Processing storage 230 may represent any type of storage usable for any purpose within processor 200, for example, it may include any number of data registers, instruction registers, status registers, other programmable or hard-coded registers or register files, data buffers, instruction buffers, address translation buffers, branch prediction buffers, other buffers, or any other storage structures. Cache 240 may represent any number of level(s) of a cache hierarchy including caches to store data and/or instructions and caches dedicated per execution core and/or caches shared between execution cores.

Communication unit 250 may represent any circuitry, structure, or other hardware, such as an internal bus, an internal bus controller, an external bus controller, etc., for moving data and/or facilitating data transfer among the units or other elements of processor 200 and/or between processor 200 and other system components and elements.

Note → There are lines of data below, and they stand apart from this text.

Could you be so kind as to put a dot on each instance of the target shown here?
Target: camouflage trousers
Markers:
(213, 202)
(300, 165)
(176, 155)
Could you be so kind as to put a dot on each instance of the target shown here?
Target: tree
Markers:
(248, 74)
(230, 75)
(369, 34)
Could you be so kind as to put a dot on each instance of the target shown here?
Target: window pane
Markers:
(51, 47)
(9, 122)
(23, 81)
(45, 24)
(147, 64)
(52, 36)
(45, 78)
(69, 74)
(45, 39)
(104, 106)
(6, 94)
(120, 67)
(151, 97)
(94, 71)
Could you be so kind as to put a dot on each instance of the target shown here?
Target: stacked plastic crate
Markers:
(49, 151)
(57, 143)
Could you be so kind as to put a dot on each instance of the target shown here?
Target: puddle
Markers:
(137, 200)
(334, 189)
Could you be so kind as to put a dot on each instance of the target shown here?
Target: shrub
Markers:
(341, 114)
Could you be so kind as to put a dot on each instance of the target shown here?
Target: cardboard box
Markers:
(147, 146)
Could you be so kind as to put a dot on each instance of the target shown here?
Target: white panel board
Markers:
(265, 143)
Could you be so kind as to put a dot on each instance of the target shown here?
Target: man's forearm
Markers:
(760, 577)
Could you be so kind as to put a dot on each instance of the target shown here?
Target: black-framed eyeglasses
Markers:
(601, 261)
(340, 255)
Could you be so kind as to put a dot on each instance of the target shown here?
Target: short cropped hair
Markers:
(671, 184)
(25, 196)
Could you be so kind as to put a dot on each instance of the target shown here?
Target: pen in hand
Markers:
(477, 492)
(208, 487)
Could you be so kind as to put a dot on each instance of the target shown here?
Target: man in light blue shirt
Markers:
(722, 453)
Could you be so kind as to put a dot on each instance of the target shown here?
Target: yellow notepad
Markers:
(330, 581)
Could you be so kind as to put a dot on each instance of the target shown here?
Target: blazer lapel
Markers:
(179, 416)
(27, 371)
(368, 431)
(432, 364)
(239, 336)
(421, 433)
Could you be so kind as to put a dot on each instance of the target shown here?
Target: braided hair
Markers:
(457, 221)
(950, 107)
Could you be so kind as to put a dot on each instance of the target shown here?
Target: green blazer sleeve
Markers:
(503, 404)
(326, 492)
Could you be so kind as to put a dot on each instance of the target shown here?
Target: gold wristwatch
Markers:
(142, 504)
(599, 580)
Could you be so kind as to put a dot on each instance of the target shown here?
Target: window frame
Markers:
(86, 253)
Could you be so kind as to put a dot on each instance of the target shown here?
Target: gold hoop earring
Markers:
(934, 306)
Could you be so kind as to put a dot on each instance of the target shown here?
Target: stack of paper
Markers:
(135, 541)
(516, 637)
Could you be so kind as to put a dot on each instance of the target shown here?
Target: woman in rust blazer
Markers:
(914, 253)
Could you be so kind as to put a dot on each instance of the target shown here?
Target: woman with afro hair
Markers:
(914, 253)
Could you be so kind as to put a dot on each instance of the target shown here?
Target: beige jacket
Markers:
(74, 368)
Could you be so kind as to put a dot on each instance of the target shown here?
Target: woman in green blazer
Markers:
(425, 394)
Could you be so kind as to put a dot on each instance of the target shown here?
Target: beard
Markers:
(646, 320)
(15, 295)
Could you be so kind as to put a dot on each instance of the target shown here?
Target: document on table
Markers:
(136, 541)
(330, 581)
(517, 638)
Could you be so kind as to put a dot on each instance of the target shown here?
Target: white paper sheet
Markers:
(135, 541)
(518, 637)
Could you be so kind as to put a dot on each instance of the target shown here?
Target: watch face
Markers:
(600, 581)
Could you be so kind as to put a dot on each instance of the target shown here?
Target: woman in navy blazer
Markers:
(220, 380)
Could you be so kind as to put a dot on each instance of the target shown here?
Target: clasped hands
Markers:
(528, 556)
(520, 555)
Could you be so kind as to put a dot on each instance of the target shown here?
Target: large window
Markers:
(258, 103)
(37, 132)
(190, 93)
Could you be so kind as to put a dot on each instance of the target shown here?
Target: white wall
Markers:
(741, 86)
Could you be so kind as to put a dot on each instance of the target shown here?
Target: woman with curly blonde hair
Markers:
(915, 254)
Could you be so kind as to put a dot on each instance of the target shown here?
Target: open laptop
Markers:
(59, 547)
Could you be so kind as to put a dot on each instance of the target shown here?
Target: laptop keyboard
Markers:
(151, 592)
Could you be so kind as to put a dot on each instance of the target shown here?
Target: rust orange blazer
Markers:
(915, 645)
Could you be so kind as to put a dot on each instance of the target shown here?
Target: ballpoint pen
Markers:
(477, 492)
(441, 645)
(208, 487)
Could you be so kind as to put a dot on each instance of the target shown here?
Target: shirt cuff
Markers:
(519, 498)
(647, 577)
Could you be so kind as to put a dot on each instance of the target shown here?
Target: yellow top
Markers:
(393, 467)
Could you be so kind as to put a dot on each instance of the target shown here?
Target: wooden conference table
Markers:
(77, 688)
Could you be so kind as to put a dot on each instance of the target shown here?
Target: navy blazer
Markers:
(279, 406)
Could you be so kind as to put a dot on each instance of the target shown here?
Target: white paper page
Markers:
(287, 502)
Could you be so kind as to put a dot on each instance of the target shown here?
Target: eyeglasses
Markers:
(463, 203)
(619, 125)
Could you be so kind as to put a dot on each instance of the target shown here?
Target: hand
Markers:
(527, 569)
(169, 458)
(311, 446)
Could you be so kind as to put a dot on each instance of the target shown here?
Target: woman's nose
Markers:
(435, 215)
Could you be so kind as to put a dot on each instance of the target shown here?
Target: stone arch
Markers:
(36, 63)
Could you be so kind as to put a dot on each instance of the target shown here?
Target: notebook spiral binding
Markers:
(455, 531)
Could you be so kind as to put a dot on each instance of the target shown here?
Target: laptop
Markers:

Control logic 260 may represent microcode, programmable logic, hard-coded logic, or any other type of logic to control the operation of the units and other elements of processor 200 and the transfer of data within processor 200. Control logic 260 may cause processor 200 to perform or participate in the performance of method embodiments of the present invention, such as the method embodiments described below, for example, by causing processor 200 to execute instructions received by instruction hardware 210 and micro-instructions or micro-operations derived from instructions received by instruction hardware 210.

Figure 3 illustrates virtualization architecture 300, in which an embodiment of the present invention may be present and/or operate. In Figure 3, bare platform hardware 310 may represent any information processing system, such as system 100 of Figure 1 or any portion of system 100. Figure 3 shows processor 320, which may correspond to an instance of application processor 110 of Figure 1 or any processor or execution core within any multi-processor or multi-core instance of application processor 110. Figure 3 also shows accelerator 330, where the term "accelerator" may be used to refer to an instance of a media processor such as media processor 120, or any processing unit, accelerator, co-processor, or other functional unit within an instance of a media processor, or any other component, device, or element capable of communicating with processor 320 according to an embodiment of the present invention.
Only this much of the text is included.